Al Brey says he has been attending the Ojai Tennis Tournament for years, first as a player in the 1960s and more recently to watch the high-caliber college competition.

Touted as the largest and oldest amateur tennis tourney in the nation, the contest, which runs through Sunday, will draw more than 1,500 players from across the country this year.

"This is the most outrageous thing you'll see in tennis," Brey, a 69-year-old Long Beach resident, said during a tea break Thursday afternoon. "I'd rather be here than the U. S. Open."

Actually, the Ojai is more often compared with Wimbledon thanks to the genteel atmosphere and local traditions surrounding the event, which is in its 93rd year.

The traditions include the cup of tea Brey was drinking: Tea and tennis have been synonymous with the Ojai ever since William Thacher, who helped run the Thacher School, founded the event in 1895. (A few years were missed because of war.)

Thacher, whose fondness for the beverage led him to serve it to all players and spectators, started another tradition carried on by the hordes of volunteers who dedicate themselves each year to the four-day event.

About 600 locals, including a number of students from area schools, will volunteer during the event, tournament spokeswoman Gerry Roe said.

Included will be various court sweepers and scorekeepers, ball boys and cookie servers, and the most coveted job of all--tea pourer.

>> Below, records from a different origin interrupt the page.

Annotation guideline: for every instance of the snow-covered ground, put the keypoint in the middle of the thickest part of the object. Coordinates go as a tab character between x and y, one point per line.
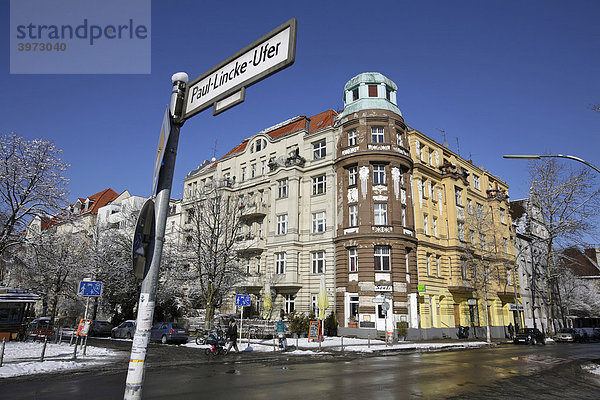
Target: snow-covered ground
350	345
23	358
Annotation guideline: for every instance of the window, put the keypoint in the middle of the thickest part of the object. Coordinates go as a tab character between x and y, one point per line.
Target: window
458	196
377	134
282	224
352	174
476	182
282	184
382	258
461	231
428	264
319	184
372	90
320	150
352	259
319	222
399	138
290	300
379	174
280	261
318	262
352	138
353	215
380	214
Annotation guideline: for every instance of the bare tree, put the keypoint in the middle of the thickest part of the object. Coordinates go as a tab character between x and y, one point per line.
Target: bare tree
31	184
211	244
569	202
485	255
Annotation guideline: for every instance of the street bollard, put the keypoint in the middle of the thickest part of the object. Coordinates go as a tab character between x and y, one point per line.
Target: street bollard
75	348
44	349
2	351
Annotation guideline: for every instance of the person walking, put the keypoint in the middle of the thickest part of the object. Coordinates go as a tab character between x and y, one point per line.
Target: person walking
281	328
232	335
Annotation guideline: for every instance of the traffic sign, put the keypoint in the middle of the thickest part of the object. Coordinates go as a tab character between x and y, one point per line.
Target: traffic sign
90	288
224	85
242	300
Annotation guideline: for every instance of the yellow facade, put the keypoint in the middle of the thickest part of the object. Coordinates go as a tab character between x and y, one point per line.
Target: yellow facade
447	192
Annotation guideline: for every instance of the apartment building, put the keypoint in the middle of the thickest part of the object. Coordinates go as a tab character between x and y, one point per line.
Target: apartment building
453	200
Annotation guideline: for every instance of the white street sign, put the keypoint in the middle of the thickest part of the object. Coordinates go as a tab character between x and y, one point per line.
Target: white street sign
269	54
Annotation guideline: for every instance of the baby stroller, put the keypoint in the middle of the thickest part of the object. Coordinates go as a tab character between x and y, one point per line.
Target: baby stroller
217	344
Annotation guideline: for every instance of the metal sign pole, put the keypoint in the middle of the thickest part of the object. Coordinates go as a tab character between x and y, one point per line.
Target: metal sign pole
145	313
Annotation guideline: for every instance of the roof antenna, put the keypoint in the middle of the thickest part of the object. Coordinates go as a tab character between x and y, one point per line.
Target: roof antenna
445	143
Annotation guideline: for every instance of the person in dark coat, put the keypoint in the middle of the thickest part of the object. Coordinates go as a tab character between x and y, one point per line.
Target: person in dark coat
232	335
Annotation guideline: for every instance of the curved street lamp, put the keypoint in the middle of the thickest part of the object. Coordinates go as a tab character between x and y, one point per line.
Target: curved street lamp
538	156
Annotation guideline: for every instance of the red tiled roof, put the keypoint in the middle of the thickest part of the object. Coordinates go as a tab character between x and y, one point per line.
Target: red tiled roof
317	122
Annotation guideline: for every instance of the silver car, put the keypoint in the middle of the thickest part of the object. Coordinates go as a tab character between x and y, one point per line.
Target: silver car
126	330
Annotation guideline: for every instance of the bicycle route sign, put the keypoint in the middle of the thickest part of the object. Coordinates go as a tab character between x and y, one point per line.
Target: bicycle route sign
242	300
90	288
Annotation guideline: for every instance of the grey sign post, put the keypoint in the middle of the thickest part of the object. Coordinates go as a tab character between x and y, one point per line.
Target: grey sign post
223	87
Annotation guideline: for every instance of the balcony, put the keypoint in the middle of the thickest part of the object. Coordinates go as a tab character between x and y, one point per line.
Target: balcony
252	210
289	280
249	243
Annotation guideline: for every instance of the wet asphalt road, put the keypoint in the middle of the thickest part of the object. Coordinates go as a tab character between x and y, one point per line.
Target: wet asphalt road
505	372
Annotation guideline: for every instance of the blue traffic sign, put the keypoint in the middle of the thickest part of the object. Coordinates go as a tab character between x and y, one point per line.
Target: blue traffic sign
242	300
90	288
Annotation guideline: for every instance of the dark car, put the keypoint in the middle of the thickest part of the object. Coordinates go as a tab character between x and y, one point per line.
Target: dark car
166	332
529	336
100	328
125	330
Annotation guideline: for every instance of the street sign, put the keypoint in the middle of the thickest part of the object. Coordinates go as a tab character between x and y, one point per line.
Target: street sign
90	288
162	143
143	240
224	85
242	300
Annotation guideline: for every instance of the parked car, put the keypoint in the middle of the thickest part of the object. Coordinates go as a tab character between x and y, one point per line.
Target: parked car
165	332
529	336
125	330
100	328
568	335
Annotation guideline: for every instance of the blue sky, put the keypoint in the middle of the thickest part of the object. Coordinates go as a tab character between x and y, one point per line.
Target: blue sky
502	77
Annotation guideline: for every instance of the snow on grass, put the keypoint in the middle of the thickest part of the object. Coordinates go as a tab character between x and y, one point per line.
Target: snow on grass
23	358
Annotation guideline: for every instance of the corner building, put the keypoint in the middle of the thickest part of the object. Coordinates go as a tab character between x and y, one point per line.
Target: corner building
375	244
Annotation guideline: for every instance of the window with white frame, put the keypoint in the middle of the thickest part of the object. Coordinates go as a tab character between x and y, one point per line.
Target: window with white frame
282	224
382	258
377	134
476	183
290	302
378	174
319	185
352	174
319	149
353	215
318	262
352	259
380	213
282	186
280	261
352	138
319	222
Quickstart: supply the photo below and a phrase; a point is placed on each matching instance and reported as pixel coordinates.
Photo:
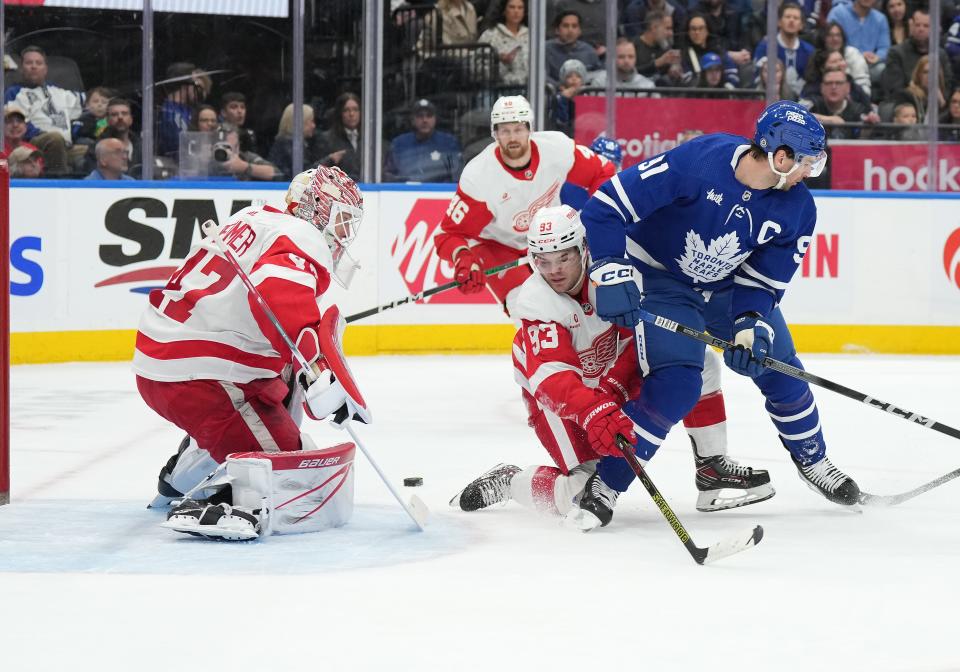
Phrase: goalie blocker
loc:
(257, 494)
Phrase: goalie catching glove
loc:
(334, 392)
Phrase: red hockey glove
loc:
(468, 273)
(603, 422)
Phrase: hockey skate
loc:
(491, 487)
(596, 506)
(166, 493)
(717, 473)
(217, 521)
(824, 478)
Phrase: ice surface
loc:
(88, 581)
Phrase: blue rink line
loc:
(123, 537)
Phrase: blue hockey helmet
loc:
(609, 149)
(788, 124)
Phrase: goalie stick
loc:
(430, 292)
(416, 509)
(794, 372)
(702, 556)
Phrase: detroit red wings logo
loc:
(602, 352)
(521, 220)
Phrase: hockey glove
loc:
(618, 297)
(603, 422)
(751, 342)
(467, 271)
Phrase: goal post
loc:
(4, 331)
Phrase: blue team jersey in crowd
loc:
(686, 213)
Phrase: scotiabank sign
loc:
(891, 166)
(648, 126)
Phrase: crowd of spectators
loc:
(859, 65)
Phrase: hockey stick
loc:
(800, 374)
(702, 556)
(416, 509)
(430, 292)
(892, 500)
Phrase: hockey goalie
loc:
(209, 360)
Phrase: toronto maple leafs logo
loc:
(709, 263)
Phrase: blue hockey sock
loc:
(798, 423)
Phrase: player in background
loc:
(500, 191)
(604, 147)
(209, 360)
(714, 230)
(577, 371)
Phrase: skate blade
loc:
(580, 520)
(210, 531)
(711, 500)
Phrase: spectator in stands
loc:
(233, 110)
(627, 75)
(903, 58)
(700, 42)
(916, 91)
(50, 111)
(833, 38)
(567, 45)
(793, 51)
(205, 120)
(25, 162)
(340, 146)
(239, 164)
(186, 87)
(15, 129)
(834, 107)
(824, 61)
(905, 113)
(593, 20)
(867, 30)
(458, 23)
(511, 39)
(424, 154)
(112, 162)
(119, 126)
(92, 121)
(655, 53)
(725, 27)
(281, 152)
(784, 91)
(951, 118)
(712, 76)
(637, 16)
(896, 13)
(573, 75)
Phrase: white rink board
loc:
(882, 261)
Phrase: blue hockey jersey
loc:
(685, 212)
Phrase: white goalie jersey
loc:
(204, 324)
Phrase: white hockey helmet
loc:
(510, 108)
(330, 200)
(554, 229)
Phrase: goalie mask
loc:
(330, 200)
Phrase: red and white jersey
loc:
(496, 202)
(563, 350)
(205, 325)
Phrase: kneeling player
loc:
(576, 372)
(209, 360)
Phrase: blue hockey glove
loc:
(752, 338)
(618, 297)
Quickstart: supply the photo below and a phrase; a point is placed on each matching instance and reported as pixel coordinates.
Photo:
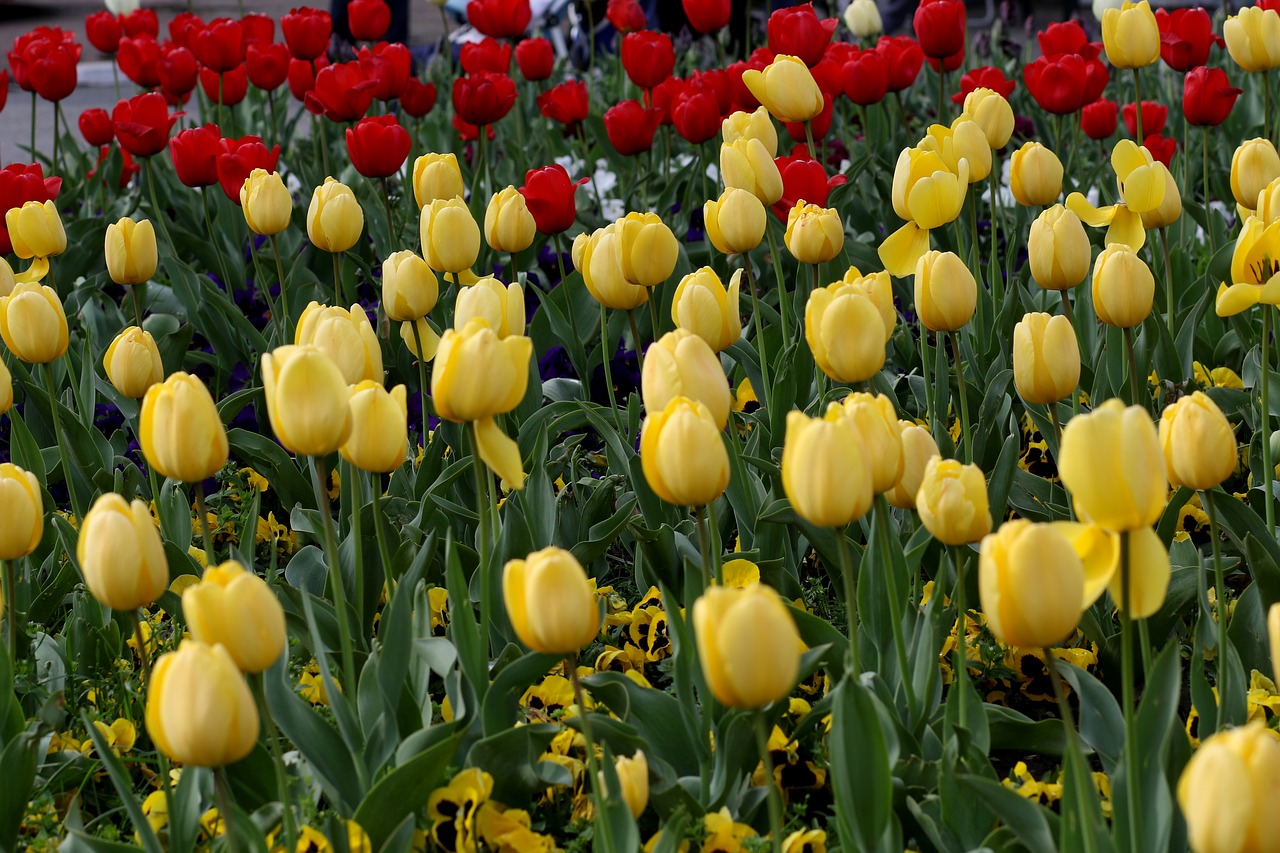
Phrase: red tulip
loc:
(630, 127)
(483, 99)
(499, 18)
(142, 123)
(549, 196)
(238, 158)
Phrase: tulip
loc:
(131, 251)
(200, 711)
(1031, 583)
(307, 400)
(32, 323)
(748, 644)
(703, 306)
(682, 454)
(132, 363)
(22, 507)
(451, 238)
(236, 609)
(826, 473)
(1034, 176)
(1112, 464)
(120, 555)
(551, 603)
(1123, 287)
(344, 336)
(334, 218)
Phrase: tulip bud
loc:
(1032, 583)
(131, 251)
(307, 400)
(703, 306)
(268, 204)
(551, 603)
(410, 288)
(334, 218)
(1123, 287)
(682, 454)
(33, 324)
(748, 644)
(200, 711)
(181, 432)
(1198, 442)
(23, 511)
(132, 363)
(237, 610)
(120, 555)
(346, 336)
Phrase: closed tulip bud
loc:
(680, 364)
(36, 229)
(200, 711)
(508, 227)
(120, 553)
(451, 238)
(131, 251)
(307, 400)
(946, 292)
(1198, 442)
(1130, 35)
(703, 306)
(268, 204)
(952, 502)
(1032, 583)
(814, 235)
(410, 288)
(334, 218)
(551, 603)
(826, 473)
(379, 428)
(1123, 287)
(682, 454)
(23, 511)
(752, 126)
(1046, 357)
(132, 363)
(746, 164)
(1034, 176)
(437, 176)
(346, 336)
(918, 448)
(748, 644)
(236, 609)
(33, 324)
(1112, 464)
(736, 222)
(501, 305)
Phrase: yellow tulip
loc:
(120, 555)
(786, 89)
(181, 432)
(307, 400)
(1112, 464)
(237, 610)
(703, 306)
(551, 602)
(748, 644)
(952, 502)
(131, 251)
(200, 711)
(682, 454)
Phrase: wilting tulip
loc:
(200, 711)
(748, 644)
(237, 610)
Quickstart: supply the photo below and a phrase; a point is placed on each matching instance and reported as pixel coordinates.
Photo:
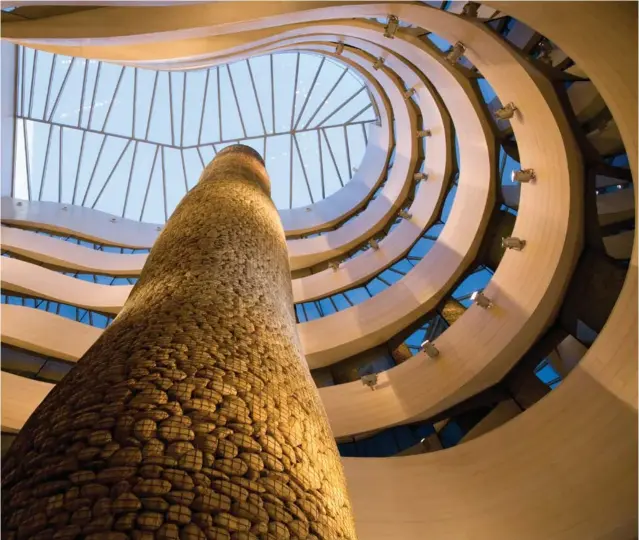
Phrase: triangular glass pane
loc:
(177, 102)
(194, 103)
(142, 163)
(67, 110)
(261, 69)
(210, 130)
(309, 64)
(43, 67)
(160, 126)
(193, 166)
(146, 82)
(108, 80)
(154, 208)
(113, 149)
(90, 91)
(37, 140)
(174, 178)
(246, 98)
(112, 197)
(231, 123)
(336, 138)
(21, 176)
(120, 120)
(331, 178)
(52, 171)
(278, 167)
(356, 146)
(283, 66)
(309, 149)
(331, 72)
(71, 140)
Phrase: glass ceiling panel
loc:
(132, 141)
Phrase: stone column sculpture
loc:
(194, 415)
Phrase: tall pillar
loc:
(194, 415)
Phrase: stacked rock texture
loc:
(194, 415)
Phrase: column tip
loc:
(241, 149)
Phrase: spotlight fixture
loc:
(409, 93)
(510, 242)
(369, 380)
(481, 300)
(456, 52)
(545, 51)
(470, 9)
(506, 112)
(523, 175)
(391, 27)
(430, 349)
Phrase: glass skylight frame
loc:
(106, 149)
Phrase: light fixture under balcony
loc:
(429, 348)
(506, 112)
(409, 93)
(471, 9)
(523, 175)
(456, 52)
(369, 380)
(481, 300)
(510, 242)
(391, 27)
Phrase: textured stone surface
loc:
(194, 415)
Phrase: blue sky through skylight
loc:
(132, 141)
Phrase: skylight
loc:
(132, 141)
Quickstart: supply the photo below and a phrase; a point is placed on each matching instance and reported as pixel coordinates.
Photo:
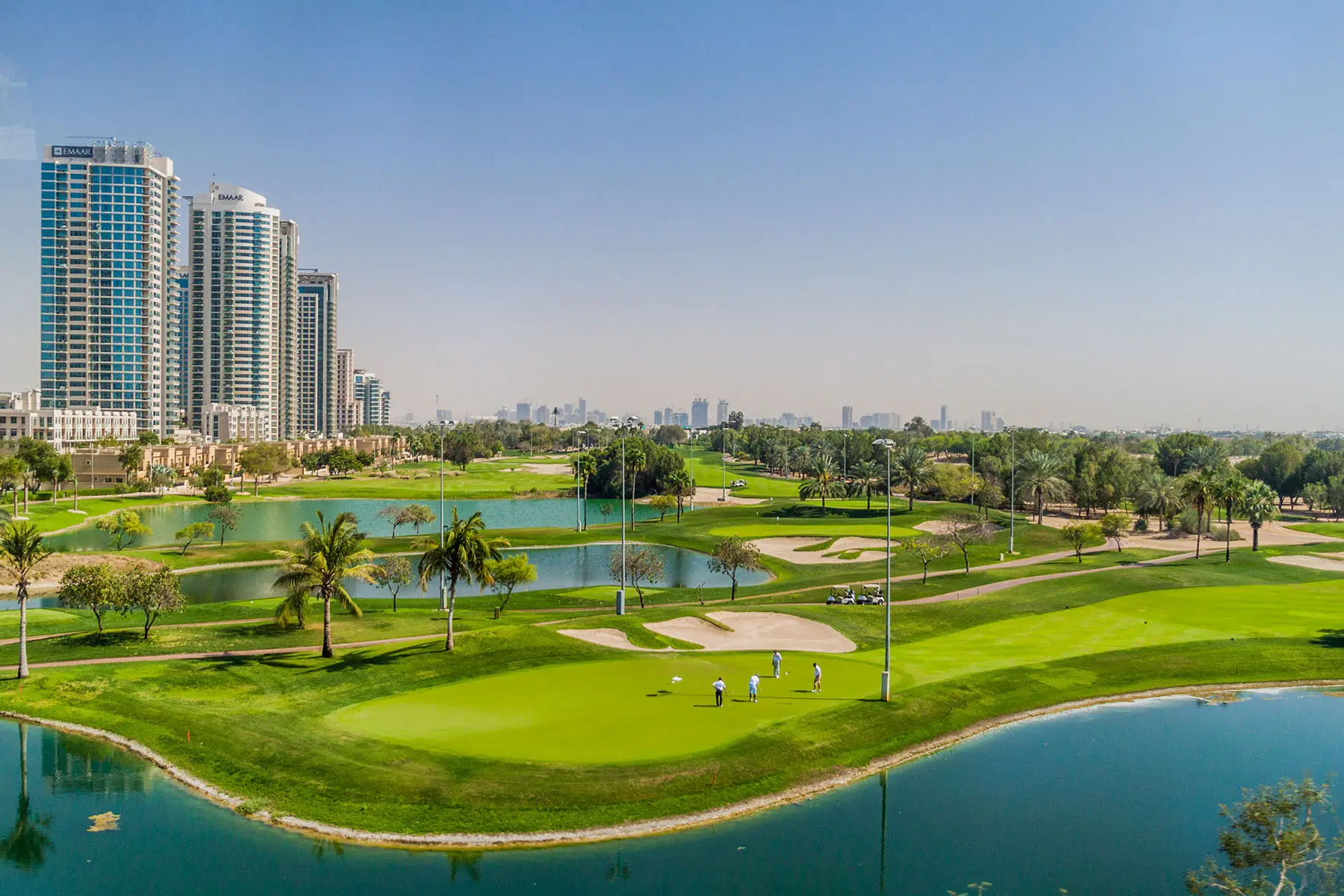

Many Ojai women have volunteered at the tournament for years, working their way up from cookie server to the table of honor, pouring tea from the large silver teapots that have been donated to the tournament over the years.

Three members of the Woolwine family--mother Jessie Russell, daughter Donna Woolwine and granddaughter Mona Woolwine--have more than 100 years of tea-tent activity behind them.

"Grandma can't even remember when she started," Mona said, adding that it was so long ago that the tea water had to be hauled up on wagons and heated over open fires.

"The tradition of this tournament is what encourages people," said Susanne Wilson, tea tent chairwoman. "My mother ran the tea tent 25 years ago, so you could say I grew up with this tournament."

The Ojai serves as the individual championships for the southern portion of the Pacific 10 Conference, tournament President Dick Archibald said, bringing more than 100 top collegiate players to the area.

"I play every day, but when I see these guys play. . . . They're just so good," Archibald said.

Attendance seemed a bit slow Thursday because most of the matches were among collegiate athletes, but Archibald was excited nonetheless.

"We generally have mostly the players and coaches and family on Thursdays," he said as UCLA's top-ranked player hit a booming serve on Court No. 1.

"But it really picks up over the weekend," Archibald said, adding that there could be 8,000 to 10,000 spectators for Sunday's final round.

Anaheim resident Howard Miller took the day off from work to revisit the Ojai, which he competed in as a junior college player from Cerritos College 10 years ago.

Although he lost a doubles match that day, the memories remained, he said, drinking the ever-present cup of tea.

Miller said he came back to spend a day outdoors watching tennis in the sun. "I still think it was the best tournament I ever played in."